2024 Volume 51 Issue 2 Pages 209-214
The comprehensive health checkup system is a unique system that supports excellent health status in our country. By conducting large-scale and regular screening tests on an apparently healthy population, the system detects many diseases while asymptomatic and enables early initiation of interventions for prevention and treatment. However, since most of the target population is healthy, some unique problems arise due to the extremely low prevalence of diseases. Even with highly accurate tests, the number of false positives can be significant. Artificial intelligence can automate tasks currently performed by humans and build systems that detect diseases directly from tests, enabling an expansion of the information that can be handled in health checkups and significantly improving the accuracy of tests. This not only reduces the oversight of diseases but also reduces unnecessary secondary tests, cutting medical costs and minimizing unnecessary bodily invasion and radiation exposure. Moreover, machines can perform the same calculations repeatedly without fatigue, making them ideal for large-scale population targets like health checkups.

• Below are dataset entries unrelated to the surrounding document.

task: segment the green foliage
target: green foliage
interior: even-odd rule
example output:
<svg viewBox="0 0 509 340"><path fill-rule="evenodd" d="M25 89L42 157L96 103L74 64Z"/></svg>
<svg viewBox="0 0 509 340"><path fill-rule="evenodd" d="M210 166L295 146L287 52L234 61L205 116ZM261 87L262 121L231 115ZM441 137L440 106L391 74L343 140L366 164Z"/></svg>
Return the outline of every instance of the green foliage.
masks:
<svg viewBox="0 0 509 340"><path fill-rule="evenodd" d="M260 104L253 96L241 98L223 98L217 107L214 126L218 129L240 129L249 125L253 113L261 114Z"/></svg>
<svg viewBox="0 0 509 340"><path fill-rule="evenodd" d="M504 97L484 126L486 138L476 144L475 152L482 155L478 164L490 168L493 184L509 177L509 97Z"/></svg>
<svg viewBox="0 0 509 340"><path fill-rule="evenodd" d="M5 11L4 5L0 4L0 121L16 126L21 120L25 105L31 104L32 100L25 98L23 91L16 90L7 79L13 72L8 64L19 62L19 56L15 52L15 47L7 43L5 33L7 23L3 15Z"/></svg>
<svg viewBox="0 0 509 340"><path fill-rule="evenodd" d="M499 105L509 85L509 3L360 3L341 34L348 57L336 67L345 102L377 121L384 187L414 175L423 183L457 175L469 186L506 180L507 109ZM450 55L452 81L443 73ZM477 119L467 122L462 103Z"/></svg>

While AI is extremely useful, the concerns in public discourse that it will 'steal doctors' jobs' are unlikely to occur any time soon. It is merely akin to obtaining superior test results, and it cannot substitute for the critical work of physicians, such as interpreting results or making subsequent step decisions based on patient values. Physicians, are required to properly understand the strengths and weaknesses of AI and to use it skillfully.